Nobody Was In Love With Windows
Why did Windows Mobile (CE, ME, etc.) fail? It had something like an eight year head start against the iPhone, yet it never really caught on.
The answer is simple. Hardly anybody’s really in love with Microsoft Windows, nor were they eight years ago. The reason so many people used Windows is because they were afraid that if they didn’t, they would have big headaches interacting, computer-wise, with their friends, relatives, and co-workers.
What Microsoft should have done was create a mobile operating system that interacted heavily with Windows, in a way that was very useful to the user of the mobile device. It didn’t need to look like Windows; in fact it shouldn’t have. And if it wasn’t going to look like Windows, it shouldn’t have been called Windows, either. It just needed to be tied to Windows in ways that were genuinely helpful to the Windows user (i.e. the typical computer user). And mobile phone users who didn’t have a Microsoft mobile phone would be left out of that.
But that’s not what Microsoft did.
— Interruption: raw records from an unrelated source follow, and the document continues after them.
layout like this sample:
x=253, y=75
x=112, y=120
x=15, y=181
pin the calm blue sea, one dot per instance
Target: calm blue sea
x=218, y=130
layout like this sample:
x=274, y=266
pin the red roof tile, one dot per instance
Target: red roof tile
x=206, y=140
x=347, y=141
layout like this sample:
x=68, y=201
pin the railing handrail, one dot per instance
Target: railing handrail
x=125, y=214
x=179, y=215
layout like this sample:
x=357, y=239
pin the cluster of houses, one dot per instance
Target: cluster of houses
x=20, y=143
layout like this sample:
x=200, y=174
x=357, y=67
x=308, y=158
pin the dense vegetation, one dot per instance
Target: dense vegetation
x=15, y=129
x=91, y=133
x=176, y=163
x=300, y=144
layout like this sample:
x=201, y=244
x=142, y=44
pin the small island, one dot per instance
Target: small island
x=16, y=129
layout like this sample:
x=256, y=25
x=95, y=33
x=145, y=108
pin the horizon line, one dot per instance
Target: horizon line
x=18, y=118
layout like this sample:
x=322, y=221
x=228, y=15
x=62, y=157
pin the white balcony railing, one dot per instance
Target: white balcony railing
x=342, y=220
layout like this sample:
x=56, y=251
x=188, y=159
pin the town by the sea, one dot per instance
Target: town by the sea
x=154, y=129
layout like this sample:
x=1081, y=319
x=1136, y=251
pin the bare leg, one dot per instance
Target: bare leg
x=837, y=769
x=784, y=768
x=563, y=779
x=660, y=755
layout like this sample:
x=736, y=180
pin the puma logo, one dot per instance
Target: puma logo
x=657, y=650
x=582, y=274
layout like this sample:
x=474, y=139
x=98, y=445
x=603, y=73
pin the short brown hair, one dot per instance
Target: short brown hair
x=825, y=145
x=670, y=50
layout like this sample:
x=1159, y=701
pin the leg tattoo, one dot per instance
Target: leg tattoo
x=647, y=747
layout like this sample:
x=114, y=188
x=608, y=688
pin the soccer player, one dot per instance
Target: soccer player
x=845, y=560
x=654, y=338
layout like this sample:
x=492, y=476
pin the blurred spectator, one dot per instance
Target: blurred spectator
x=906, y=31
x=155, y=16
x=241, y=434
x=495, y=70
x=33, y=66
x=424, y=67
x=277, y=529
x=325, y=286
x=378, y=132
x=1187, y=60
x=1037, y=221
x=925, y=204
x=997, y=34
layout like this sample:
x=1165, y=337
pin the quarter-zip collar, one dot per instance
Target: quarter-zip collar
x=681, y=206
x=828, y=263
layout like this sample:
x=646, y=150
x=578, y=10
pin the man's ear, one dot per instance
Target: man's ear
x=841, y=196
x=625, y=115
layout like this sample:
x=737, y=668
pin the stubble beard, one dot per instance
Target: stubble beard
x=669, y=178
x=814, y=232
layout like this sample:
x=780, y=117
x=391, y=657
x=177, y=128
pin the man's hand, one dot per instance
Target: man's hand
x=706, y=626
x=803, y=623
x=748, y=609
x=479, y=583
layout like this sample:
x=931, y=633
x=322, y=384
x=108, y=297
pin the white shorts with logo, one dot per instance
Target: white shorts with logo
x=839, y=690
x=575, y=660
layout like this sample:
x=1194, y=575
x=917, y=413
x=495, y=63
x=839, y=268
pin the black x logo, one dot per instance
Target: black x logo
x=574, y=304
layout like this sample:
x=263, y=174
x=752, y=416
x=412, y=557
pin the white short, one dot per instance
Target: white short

Instead, they made a mobile OS that wasn’t particularly useful or helpful at all to the Windows user. They made a mobile OS that wasn’t in any special way tied to desktop Windows. But it was called Windows. And the interface (much to the user’s detriment on such a small, and mouse-less device) looked like Windows.
Microsoft, I think, was truly trying to extend the success of Windows into the mobile arena. But they had completely misdiagnosed the reason for Windows’s success. Apparently, they must have thought, “People use Windows because they love it. They love the name Windows. They love using the Windows user interface. So if we make our mobile OS look like Windows, people will naturally gravitate to that. And if we call it Windows, people will think, Oh good, it’s Windows; that’s what I want.”
The ugly truth of the situation — a truth that nobody at Microsoft wanted to see — was that people didn’t like Windows, but they used it anyway. People begrudgingly used Windows because they were afraid of going-it-alone with anything else. They were afraid of being afflicted with crippling compatibility issues that promised to cast them into the exterior darkness if they didn’t use Windows.
But in the mobile arena, there was no such fear. Everybody saw people using Palms, and Nokias, and a bunch of other non-Microsoft devices, and having no troubles for it. And they never saw any special advantage to using Microsoft’s mobile offerings. Even while they used desktop Windows, they didn’t see any issue with owning a Sony Ericsson smartphone. Or a BlackBerry.
Microsoft could have ruled the mobile world with an iron fist long before Apple even tried to enter it. Believing that people actually liked Windows for what it was, not for what it wasn’t, was Microsoft’s mobile downfall.